At Kosmorama in Trondheim in 2007, Martin Sundland and Magne Lyngner won Best Producers and Christian Schanning won Best Sound for the film. At the 2007 Grossmann film and wine festival, the film received the "Vicious Cat Award."
Dennis Harvey from Variety gave the film a positive review, calling it "a conventional but nicely handled slasher pic", praising the film's cinematography, likable characters, and scares. Harvey's only criticism was the film's killer which he called "a generic Halloween-y faceless ghoul in goggles and heavy winter wear."
Justin Kerswell from Hysteria Lives! wrote a mixed review, complimenting the film's acting, and characterizations, but criticized its languid pacing and ending.
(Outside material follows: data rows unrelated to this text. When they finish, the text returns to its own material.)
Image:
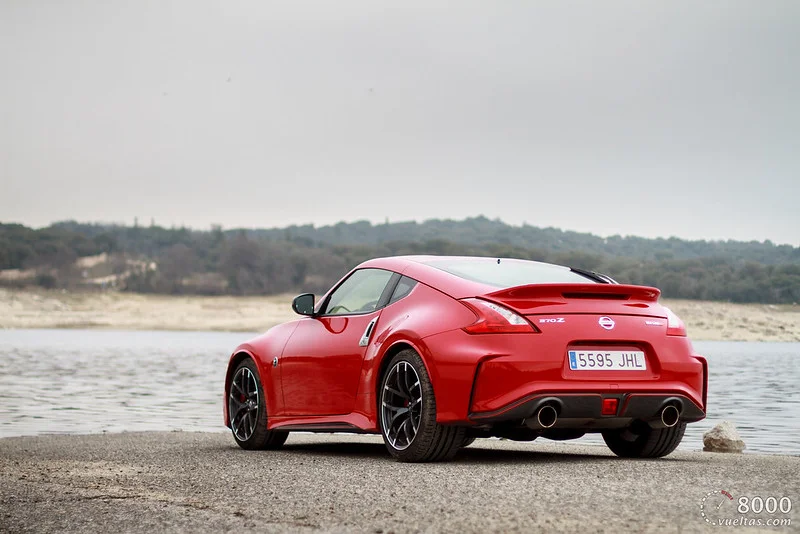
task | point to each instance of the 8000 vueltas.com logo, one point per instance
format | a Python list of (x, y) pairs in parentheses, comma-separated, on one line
[(721, 508)]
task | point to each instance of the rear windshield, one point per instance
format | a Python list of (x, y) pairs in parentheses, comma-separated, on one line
[(508, 273)]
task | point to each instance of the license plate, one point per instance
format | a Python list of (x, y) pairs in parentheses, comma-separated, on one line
[(607, 360)]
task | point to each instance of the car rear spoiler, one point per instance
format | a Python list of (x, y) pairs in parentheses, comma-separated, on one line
[(578, 291)]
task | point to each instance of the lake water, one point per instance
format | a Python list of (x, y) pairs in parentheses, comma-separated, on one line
[(88, 381)]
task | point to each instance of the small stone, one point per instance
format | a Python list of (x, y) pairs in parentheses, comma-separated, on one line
[(723, 438)]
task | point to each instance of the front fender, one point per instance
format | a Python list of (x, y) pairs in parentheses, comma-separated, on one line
[(262, 350)]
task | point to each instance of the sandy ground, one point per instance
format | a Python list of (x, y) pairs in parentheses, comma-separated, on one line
[(706, 321), (202, 482)]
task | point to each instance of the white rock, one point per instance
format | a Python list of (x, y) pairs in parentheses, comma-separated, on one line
[(723, 438)]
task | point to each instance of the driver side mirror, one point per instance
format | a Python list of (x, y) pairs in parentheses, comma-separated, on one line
[(304, 304)]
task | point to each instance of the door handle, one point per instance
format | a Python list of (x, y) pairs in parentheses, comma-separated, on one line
[(364, 341)]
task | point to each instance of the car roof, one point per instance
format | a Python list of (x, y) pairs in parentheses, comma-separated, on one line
[(417, 267)]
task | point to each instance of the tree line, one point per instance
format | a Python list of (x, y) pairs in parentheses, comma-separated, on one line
[(261, 262)]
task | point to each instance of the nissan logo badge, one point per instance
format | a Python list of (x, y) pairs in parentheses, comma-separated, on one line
[(606, 322)]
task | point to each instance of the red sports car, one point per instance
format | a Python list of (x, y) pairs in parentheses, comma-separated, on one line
[(433, 352)]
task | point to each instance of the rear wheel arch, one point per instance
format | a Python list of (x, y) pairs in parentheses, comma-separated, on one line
[(386, 358)]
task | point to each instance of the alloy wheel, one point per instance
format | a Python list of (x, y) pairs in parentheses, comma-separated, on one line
[(243, 404), (401, 405)]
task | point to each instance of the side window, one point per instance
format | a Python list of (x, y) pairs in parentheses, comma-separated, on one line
[(360, 293), (404, 287)]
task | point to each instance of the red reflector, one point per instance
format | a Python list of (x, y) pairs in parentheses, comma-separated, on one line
[(610, 406)]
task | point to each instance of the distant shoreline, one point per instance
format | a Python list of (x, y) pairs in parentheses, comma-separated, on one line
[(706, 321)]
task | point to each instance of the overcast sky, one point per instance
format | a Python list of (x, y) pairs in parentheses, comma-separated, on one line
[(642, 118)]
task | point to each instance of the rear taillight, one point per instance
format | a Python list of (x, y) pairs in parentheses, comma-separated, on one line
[(675, 326), (496, 319)]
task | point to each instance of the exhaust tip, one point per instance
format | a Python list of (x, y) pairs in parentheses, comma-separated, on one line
[(546, 416), (670, 416)]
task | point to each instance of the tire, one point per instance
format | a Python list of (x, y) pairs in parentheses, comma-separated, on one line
[(644, 442), (247, 410), (407, 413)]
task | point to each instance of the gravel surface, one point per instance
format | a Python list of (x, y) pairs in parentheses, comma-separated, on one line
[(182, 481)]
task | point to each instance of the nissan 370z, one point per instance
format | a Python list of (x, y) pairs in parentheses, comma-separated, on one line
[(433, 352)]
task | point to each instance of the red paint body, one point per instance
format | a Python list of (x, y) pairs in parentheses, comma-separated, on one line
[(325, 380)]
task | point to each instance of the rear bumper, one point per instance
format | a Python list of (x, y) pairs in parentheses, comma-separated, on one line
[(584, 410), (481, 379)]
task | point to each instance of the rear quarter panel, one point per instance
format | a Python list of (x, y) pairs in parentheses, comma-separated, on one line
[(425, 312)]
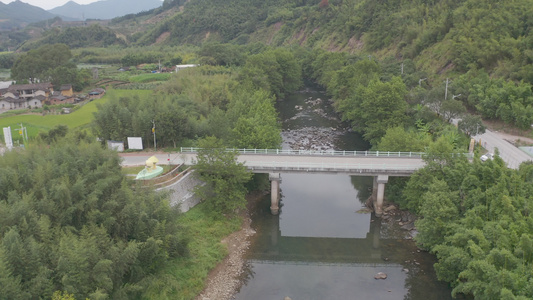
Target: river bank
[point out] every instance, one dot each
(224, 280)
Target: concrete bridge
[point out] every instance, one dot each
(378, 164)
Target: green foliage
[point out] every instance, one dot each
(476, 218)
(254, 121)
(401, 140)
(35, 63)
(498, 99)
(376, 107)
(276, 70)
(224, 190)
(70, 221)
(471, 125)
(132, 116)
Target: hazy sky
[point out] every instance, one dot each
(49, 4)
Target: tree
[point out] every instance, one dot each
(36, 63)
(377, 107)
(70, 221)
(399, 139)
(451, 109)
(471, 125)
(224, 190)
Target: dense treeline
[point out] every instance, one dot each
(50, 63)
(70, 221)
(441, 36)
(236, 106)
(476, 217)
(380, 102)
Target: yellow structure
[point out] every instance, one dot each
(151, 169)
(151, 164)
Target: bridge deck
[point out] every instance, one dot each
(364, 163)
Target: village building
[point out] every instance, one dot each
(29, 96)
(30, 90)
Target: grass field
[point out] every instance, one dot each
(78, 119)
(150, 77)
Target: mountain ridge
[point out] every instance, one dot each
(103, 10)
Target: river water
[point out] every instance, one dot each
(323, 245)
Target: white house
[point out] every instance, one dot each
(181, 67)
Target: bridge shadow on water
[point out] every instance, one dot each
(302, 264)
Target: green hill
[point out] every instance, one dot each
(441, 36)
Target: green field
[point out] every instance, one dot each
(149, 77)
(78, 119)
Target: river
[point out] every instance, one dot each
(323, 244)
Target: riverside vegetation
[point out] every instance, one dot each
(475, 217)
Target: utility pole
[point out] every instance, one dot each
(446, 92)
(153, 131)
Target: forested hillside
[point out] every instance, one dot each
(441, 36)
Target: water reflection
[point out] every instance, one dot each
(322, 206)
(319, 246)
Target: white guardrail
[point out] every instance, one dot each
(329, 166)
(323, 152)
(314, 152)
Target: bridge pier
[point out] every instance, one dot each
(378, 193)
(275, 179)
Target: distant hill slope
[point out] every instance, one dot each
(104, 10)
(18, 14)
(440, 35)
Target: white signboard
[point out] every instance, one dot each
(7, 137)
(115, 145)
(135, 143)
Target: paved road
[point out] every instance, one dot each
(512, 155)
(262, 163)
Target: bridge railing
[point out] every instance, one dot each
(303, 166)
(315, 152)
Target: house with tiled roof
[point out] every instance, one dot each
(21, 96)
(66, 90)
(30, 90)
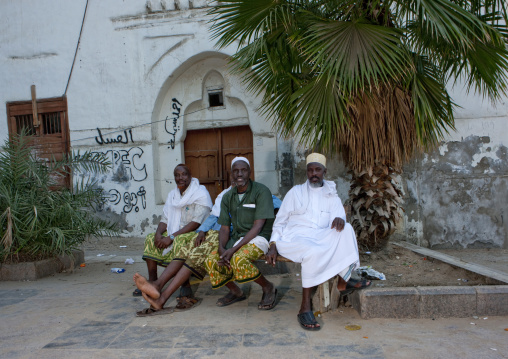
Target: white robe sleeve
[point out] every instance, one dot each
(337, 209)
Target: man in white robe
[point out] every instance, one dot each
(311, 229)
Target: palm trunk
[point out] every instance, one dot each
(376, 201)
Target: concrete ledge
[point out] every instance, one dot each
(445, 302)
(34, 270)
(394, 302)
(431, 302)
(492, 300)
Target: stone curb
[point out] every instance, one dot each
(34, 270)
(431, 302)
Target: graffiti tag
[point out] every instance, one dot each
(130, 162)
(119, 139)
(176, 106)
(131, 200)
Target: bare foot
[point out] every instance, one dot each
(146, 287)
(341, 285)
(153, 302)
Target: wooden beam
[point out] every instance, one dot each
(472, 267)
(34, 107)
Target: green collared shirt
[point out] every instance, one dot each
(256, 204)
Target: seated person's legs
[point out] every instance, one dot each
(188, 260)
(182, 244)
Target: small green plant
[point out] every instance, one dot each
(40, 218)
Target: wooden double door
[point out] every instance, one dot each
(209, 153)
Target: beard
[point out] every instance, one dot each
(316, 184)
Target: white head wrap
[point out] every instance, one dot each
(316, 157)
(240, 159)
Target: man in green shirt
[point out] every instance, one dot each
(249, 208)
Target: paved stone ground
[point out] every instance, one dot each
(90, 314)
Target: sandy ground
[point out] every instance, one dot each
(404, 268)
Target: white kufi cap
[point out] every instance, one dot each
(240, 159)
(316, 157)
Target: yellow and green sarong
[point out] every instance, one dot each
(242, 269)
(195, 257)
(155, 254)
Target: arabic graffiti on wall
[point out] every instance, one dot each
(127, 134)
(171, 123)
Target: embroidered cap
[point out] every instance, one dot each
(316, 157)
(240, 159)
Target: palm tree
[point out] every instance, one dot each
(367, 79)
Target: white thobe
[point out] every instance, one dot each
(302, 232)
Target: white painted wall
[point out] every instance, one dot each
(130, 64)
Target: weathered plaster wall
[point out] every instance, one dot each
(134, 58)
(457, 195)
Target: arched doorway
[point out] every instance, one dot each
(209, 153)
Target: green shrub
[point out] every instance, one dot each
(38, 217)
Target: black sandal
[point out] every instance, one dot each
(306, 319)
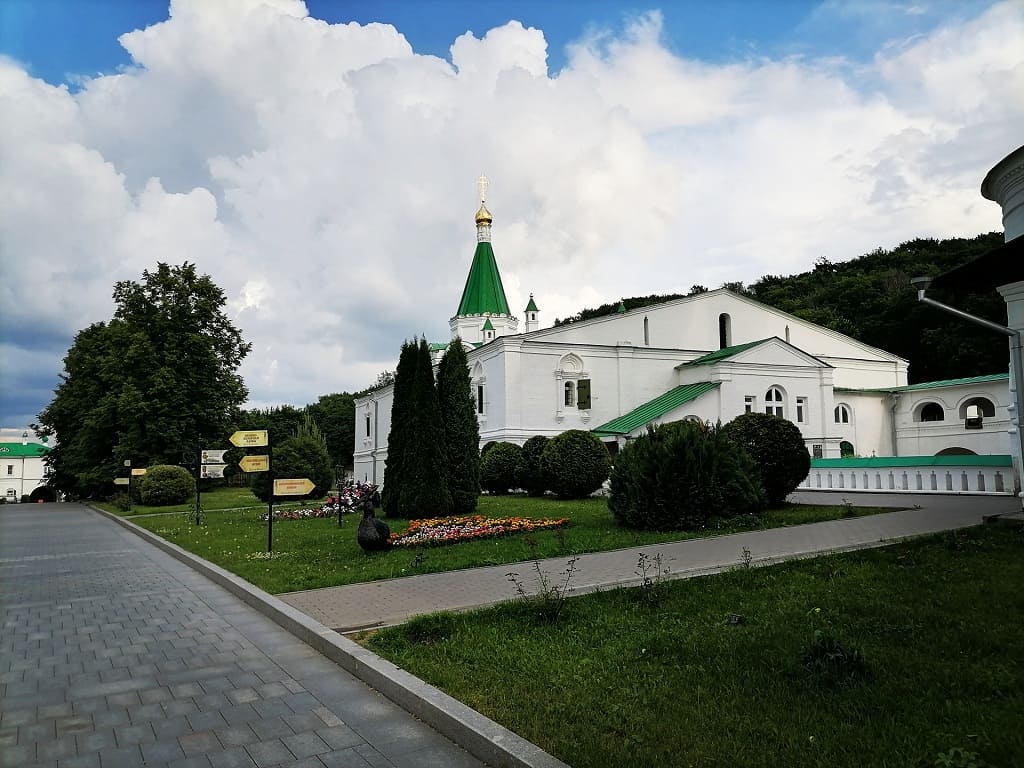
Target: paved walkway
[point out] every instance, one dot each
(394, 600)
(113, 654)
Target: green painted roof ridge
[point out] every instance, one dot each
(930, 384)
(970, 460)
(22, 452)
(724, 352)
(483, 293)
(655, 408)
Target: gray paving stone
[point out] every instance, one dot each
(232, 758)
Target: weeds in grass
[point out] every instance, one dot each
(825, 657)
(549, 599)
(960, 758)
(653, 574)
(745, 558)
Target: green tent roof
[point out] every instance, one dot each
(654, 409)
(32, 450)
(721, 354)
(483, 293)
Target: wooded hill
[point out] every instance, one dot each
(870, 299)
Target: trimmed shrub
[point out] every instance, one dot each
(498, 467)
(528, 471)
(574, 464)
(679, 475)
(294, 459)
(777, 446)
(166, 484)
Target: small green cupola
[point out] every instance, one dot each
(483, 294)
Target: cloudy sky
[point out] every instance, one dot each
(320, 160)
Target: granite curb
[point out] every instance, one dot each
(480, 736)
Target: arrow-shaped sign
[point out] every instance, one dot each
(293, 487)
(249, 438)
(255, 463)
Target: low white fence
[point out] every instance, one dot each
(915, 474)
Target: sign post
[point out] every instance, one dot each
(259, 438)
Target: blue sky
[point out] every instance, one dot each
(60, 40)
(324, 173)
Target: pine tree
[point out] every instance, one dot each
(399, 437)
(424, 492)
(462, 432)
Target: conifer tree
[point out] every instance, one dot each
(424, 491)
(399, 437)
(462, 432)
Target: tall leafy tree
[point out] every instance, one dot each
(400, 435)
(150, 385)
(425, 492)
(462, 431)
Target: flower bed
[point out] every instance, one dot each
(352, 495)
(441, 530)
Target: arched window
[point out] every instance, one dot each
(985, 409)
(724, 331)
(569, 393)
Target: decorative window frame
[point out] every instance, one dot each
(570, 369)
(773, 406)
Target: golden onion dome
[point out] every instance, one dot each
(483, 215)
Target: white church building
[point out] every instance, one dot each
(709, 356)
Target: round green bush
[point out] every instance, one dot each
(574, 464)
(528, 472)
(294, 459)
(777, 448)
(679, 475)
(166, 484)
(498, 467)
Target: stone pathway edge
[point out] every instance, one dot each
(480, 736)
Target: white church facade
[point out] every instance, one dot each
(709, 356)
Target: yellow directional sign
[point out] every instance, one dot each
(254, 463)
(249, 438)
(293, 487)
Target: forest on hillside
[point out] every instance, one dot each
(870, 299)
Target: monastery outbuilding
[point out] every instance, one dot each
(709, 356)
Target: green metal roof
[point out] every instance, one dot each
(721, 354)
(31, 450)
(655, 409)
(932, 384)
(1001, 460)
(483, 293)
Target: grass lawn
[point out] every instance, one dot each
(314, 553)
(662, 677)
(222, 498)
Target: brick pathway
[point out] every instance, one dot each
(114, 654)
(394, 600)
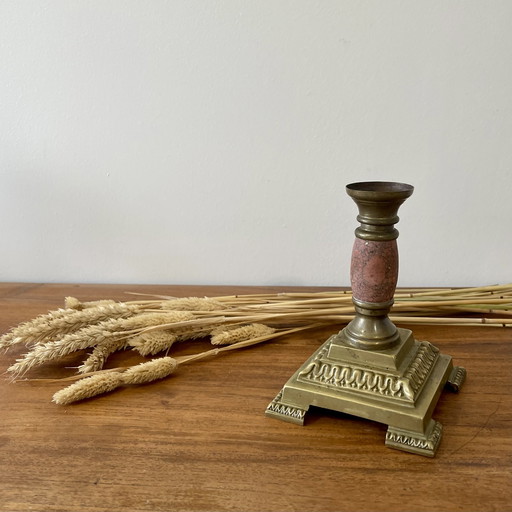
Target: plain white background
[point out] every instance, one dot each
(211, 141)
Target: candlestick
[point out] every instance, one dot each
(371, 368)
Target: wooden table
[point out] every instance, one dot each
(200, 440)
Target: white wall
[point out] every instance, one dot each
(211, 141)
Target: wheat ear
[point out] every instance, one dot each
(106, 382)
(58, 323)
(99, 355)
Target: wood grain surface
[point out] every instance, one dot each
(199, 440)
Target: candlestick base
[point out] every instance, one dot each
(399, 387)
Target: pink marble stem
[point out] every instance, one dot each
(374, 270)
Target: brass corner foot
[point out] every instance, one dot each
(456, 379)
(419, 443)
(285, 412)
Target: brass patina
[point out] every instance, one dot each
(371, 368)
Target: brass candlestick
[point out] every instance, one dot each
(371, 368)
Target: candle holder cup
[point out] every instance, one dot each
(371, 368)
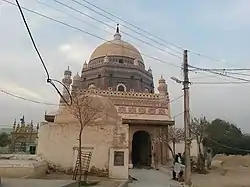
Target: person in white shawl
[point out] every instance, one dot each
(178, 166)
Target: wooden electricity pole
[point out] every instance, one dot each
(186, 119)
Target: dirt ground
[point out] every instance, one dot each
(103, 181)
(227, 171)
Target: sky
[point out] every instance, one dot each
(218, 29)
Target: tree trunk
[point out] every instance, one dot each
(80, 157)
(174, 148)
(171, 150)
(201, 159)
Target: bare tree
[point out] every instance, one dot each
(86, 110)
(175, 135)
(197, 130)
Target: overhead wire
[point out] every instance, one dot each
(52, 104)
(49, 80)
(218, 73)
(91, 34)
(220, 83)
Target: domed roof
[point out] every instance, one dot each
(116, 47)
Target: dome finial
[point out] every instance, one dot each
(117, 28)
(117, 35)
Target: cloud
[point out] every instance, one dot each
(20, 91)
(75, 51)
(227, 15)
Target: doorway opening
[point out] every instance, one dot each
(141, 149)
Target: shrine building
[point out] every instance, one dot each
(116, 74)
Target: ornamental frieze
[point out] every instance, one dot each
(132, 110)
(161, 111)
(152, 111)
(141, 110)
(121, 109)
(139, 103)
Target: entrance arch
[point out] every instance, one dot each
(141, 149)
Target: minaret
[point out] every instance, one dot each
(76, 80)
(106, 59)
(117, 35)
(22, 122)
(14, 126)
(67, 80)
(163, 92)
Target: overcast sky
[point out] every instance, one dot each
(219, 29)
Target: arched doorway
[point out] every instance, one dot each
(141, 149)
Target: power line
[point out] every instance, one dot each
(243, 74)
(46, 103)
(49, 80)
(220, 82)
(217, 73)
(177, 115)
(91, 34)
(102, 22)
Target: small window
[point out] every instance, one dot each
(121, 88)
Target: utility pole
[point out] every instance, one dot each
(186, 119)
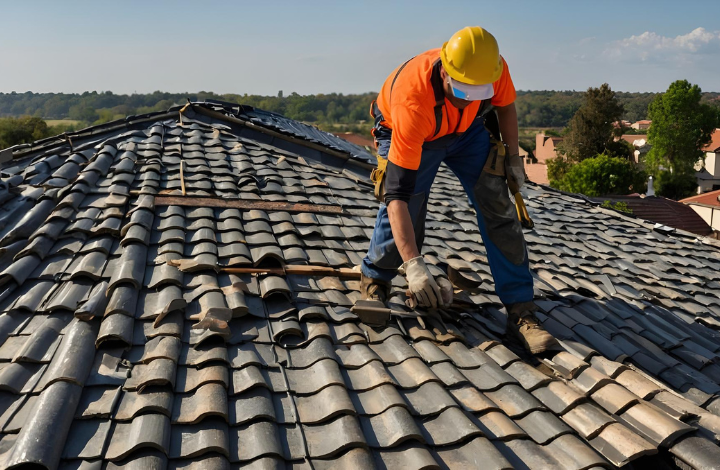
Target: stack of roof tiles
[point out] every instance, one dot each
(123, 346)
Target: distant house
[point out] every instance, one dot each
(546, 147)
(707, 206)
(664, 212)
(641, 125)
(621, 124)
(708, 174)
(639, 142)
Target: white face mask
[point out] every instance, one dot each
(467, 92)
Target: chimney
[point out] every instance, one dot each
(651, 190)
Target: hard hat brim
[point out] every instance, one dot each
(469, 92)
(456, 75)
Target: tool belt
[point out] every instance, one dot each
(495, 163)
(378, 178)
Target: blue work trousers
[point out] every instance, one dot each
(465, 155)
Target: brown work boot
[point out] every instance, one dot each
(525, 325)
(374, 289)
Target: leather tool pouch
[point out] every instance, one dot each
(495, 163)
(378, 178)
(498, 211)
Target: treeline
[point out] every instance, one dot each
(535, 108)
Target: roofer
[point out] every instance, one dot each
(434, 108)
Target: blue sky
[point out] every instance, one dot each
(260, 47)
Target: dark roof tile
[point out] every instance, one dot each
(390, 428)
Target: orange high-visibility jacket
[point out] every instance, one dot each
(409, 109)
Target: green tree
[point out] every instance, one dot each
(681, 126)
(590, 131)
(22, 130)
(601, 176)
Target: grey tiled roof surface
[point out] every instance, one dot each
(111, 357)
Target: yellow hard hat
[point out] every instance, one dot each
(471, 56)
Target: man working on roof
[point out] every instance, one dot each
(433, 109)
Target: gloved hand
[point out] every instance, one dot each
(421, 283)
(515, 171)
(446, 290)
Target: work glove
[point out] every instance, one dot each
(421, 283)
(515, 172)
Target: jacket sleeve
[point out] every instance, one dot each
(399, 183)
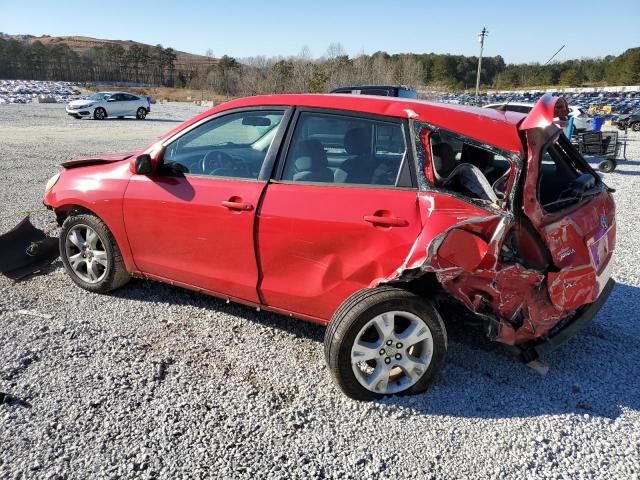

Scott Weinberg of FEARnet believed that the film "works well by force of style, splat, and intensity." Bloody Disgusting picked it as one of the best horror films of the year.

==Sequel==

The sequel Cold Prey 2 under the direction of Mats Stenberg was released in 2008. The prequel, called Cold Prey 3, was released in 2010.

==Remake==
In 2017, WWE Studios acquired the exclusive English-language remake rights to the franchise and sealed a deal for an option to purchase the screenplay by Casey La Scala. The American remake will also be named Cold Prey.